In trying to buttress his argument, Charamba roped in his personal lawyer, Mercy Chineunye-Chizodza, who made a very bad case for him.

Chineunye-Chizodza claimed that the amendments to the constitution and the law “didn’t take away the reality of the administrative functions of the Ministry of Media, Information and Publicity”.

She alleged the amendments “didn’t take away the reality that there is a parent ministry in place and that it works with other relevant government department in the administration of the law”. Further, she said what was affected by the amendments was the old media commission and “not the role of the parent ministry”. What on earth is this?

The amendments precisely removed Tafataona Mahoso’s Media and Information Commission and replaced it with an independent constitutionally-entrenched body, the Zimbabwe Media Commission which is yet to be appointed. The new commission should work without any interference or direction from the Information ministry or any government department. This is the whole point of the amendments agreed to by Zanu PF and the MDC at the end of 2007.

Insisting on doing things the same old way despite changes to the constitution, which override the current relevant legislation to the extent the statute is in conflict with the fundamental law, is tantamount to political resistance to change.

Instead of trying to fight Tsvangirai after his remarks that accreditation is now unnecessary and in the process getting trapped in legal mumbo-jumbo, Charamba should be promoting media reforms.

There is nothing lawless about getting rid of repressive statutes. What we need is not to cling to discredited institutions and their administrative practices, but introduce new ones, in this case the Zimbabwe Media Commission, to deal with such issues. If anything is lawless it is acting on the basis of defunct laws.

This brings me back to the issue of farms. The new battles over farms provide the clearest evidence yet that little has changed in Zimbabwe since the formation of the unity government. In that context, Tsvangirai is not helping matters by parroting Mugabe’s line that farm invasions are “isolated incidents” that have been “blown out of proportion”.

He must ask CFU president Trevor Gifford, director Hendrik Olivier, Ian Campbell-Morrison or Ben Freeth and hear what they say. It will also tell us who is “spinning a yarn”.

CFU Vice President Deon Theron this week said that Tsvangirai was deliberately playing down continued farm disruptions because the government is desperate to secure foreign funding.
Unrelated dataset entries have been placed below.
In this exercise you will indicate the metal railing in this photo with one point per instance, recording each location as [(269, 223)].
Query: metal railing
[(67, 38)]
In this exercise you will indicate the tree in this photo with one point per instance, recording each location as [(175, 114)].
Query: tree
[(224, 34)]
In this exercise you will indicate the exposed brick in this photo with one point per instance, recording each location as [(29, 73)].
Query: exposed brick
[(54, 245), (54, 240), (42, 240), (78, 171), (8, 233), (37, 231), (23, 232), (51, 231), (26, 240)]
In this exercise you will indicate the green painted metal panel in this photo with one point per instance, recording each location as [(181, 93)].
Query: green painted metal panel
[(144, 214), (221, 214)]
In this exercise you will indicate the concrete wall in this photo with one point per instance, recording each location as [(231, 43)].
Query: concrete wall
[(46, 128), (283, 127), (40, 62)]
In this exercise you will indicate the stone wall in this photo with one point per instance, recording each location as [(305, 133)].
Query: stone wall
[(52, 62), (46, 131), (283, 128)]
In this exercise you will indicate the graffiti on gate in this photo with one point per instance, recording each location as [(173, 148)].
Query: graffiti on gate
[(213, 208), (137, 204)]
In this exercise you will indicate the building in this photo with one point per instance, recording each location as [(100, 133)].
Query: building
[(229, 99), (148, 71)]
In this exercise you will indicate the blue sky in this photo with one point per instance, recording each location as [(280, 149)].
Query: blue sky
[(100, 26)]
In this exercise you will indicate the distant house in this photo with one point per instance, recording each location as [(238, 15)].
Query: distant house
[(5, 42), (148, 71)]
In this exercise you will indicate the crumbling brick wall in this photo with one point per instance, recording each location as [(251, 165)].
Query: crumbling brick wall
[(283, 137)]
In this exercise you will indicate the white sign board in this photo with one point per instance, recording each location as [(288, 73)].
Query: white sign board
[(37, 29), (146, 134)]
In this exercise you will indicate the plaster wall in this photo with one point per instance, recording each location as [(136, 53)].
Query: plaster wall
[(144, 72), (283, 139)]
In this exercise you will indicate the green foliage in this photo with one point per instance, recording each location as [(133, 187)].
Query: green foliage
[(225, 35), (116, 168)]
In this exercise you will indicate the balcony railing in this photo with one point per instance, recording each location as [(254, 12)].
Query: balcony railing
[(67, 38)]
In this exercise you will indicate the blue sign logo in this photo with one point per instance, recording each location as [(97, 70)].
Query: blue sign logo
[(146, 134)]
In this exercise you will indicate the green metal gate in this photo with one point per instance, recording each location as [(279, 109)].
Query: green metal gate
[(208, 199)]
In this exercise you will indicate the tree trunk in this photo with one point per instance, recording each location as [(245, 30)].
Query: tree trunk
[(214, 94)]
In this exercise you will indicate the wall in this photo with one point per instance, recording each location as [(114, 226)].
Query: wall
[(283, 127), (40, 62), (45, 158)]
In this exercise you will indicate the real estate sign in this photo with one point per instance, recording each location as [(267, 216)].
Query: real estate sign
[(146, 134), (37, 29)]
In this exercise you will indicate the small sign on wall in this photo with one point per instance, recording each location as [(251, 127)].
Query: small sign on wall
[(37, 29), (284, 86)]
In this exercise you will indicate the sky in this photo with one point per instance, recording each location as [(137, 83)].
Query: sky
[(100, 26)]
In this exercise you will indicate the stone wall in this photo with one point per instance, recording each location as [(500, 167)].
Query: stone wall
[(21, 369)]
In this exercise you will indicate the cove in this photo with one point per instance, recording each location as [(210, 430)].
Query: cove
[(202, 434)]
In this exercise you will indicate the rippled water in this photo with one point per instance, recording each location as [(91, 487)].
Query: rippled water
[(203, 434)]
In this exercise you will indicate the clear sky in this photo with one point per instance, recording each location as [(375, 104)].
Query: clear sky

He said his comments are “absurd” and “simply not true”, indicating that the reality on the ground was that farm attacks have escalated since Tsvangirai came into office.

“It is like hoodwinking the international community into giving up funds by making them believe everything is fine on the agricultural front,” Theron said. “If agriculture does not recover, Zimbabwe will not recover.”

This is precisely the point. Instead of the prime minister pushing the dishonest Zanu PF line that there are no fresh land invasions or disruptions, he should be dealing with the problem head-on as part of a holistic economic recovery programme. The ministerial committee should not be there to airbrush the crisis, but resolve it.

What is puzzling is that Tsvangirai has on many occasions of late condemned these farm disruptions, but he sometimes gives conflicting signals about his real position. The prime minister must remain consistent on the need for reforms, including on the land. Where is the land audit we were promised?

Tsvangirai is a popular politician and should use that leverage to push for sweeping reforms across the board. That is the way forward.